African Traditional Religion (ATR)
So where does that leave us with ATR and our indigenous cultures? Well, on the one hand, we should celebrate them as an expression of us being made in the image of God. There are many good and Godly qualities that we learn from African cultures. We learn the value of human life, the value of community and respect for elders. Our cultures give us a sense of belonging and of identity, and those are all gifts from God.
Sadly, sin has taken that which was good and poisoned it. We exchanged the glory of God for things that were not God. In ATR, we have exchanged our direct access to God and we mediated this through our ancestors who have died. Blessings and curses don’t come from God directly, but through them, and so we fear and venerate them over God. In Deuteronomy 19, the Old Testament is clear that divination and speaking to the dead are against God’s will.
The Lord Jesus was even clearer when He spoke about how to access God. John 14:6 reads, “I am the way and the truth and the life. No one comes to the Father except through me.
John 14:6 gives us hope because God knew that we and our cultures have fallen short of His glory.
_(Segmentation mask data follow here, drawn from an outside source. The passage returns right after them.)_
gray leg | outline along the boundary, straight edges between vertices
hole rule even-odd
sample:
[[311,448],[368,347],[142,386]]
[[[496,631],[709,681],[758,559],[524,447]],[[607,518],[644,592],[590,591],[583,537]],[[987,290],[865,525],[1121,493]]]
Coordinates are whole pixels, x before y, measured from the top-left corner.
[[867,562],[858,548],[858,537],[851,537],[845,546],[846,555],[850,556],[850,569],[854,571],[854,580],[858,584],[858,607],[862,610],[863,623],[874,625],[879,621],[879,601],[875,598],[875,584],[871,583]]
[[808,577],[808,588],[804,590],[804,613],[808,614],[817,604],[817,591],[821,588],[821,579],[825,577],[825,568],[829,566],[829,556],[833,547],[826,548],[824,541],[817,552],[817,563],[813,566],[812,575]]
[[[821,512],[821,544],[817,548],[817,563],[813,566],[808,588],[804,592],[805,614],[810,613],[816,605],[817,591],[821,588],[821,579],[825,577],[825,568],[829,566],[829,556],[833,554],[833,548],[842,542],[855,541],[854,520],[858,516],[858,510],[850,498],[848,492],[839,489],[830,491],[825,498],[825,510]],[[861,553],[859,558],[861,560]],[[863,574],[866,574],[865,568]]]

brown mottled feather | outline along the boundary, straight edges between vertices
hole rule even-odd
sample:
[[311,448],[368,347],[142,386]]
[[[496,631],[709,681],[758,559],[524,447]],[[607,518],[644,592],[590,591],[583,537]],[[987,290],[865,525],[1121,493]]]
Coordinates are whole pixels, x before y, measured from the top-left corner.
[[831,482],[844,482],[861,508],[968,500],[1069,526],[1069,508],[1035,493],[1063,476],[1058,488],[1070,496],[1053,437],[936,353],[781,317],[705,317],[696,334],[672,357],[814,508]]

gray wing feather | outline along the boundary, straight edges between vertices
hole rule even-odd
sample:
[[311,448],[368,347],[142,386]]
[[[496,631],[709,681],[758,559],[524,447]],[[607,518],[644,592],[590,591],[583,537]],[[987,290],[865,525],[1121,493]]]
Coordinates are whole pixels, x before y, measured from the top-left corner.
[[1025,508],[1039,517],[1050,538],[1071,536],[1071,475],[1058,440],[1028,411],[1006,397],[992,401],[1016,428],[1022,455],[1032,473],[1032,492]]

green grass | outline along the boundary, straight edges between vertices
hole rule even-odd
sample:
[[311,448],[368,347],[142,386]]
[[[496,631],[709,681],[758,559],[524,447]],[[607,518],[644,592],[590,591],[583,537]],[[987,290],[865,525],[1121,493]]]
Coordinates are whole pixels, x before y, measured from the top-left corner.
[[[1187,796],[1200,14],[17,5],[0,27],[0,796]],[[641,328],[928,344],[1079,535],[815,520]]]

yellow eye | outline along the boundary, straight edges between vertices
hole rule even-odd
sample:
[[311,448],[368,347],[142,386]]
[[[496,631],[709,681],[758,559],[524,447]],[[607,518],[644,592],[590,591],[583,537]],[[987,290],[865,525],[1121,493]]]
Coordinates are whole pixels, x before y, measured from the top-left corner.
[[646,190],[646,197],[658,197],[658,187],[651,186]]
He knew that death was an enemy we could not defeat, so He provided a way for us to be saved, and that was through His Son Jesus who died for us, but He did not stay dead, He was resurrected physically and now mediates on our behalf.
We no longer have to fear anything because our King has overcome death. Demons fear and tremble before Him, witchcraft had no power over Him and will not have any power over us in Christ. Our future is not determined by the wrath of our ancestors, for we are not under their rule, but are children of God (1 John 4:4).
So, what do we do with our African Traditions now as Christians? The choice should not be between African culture and western culture, because the Gospel not only transcends it, but also transforms our cultures. As Christian’s, whether Zulu or Afrikaners, we are to be renewed by the Word of God into the image of Christ (Colossians 3:10-11) and this should become our dominant identity and the lens through which we view and assess all our other identities and cultures that we fall under.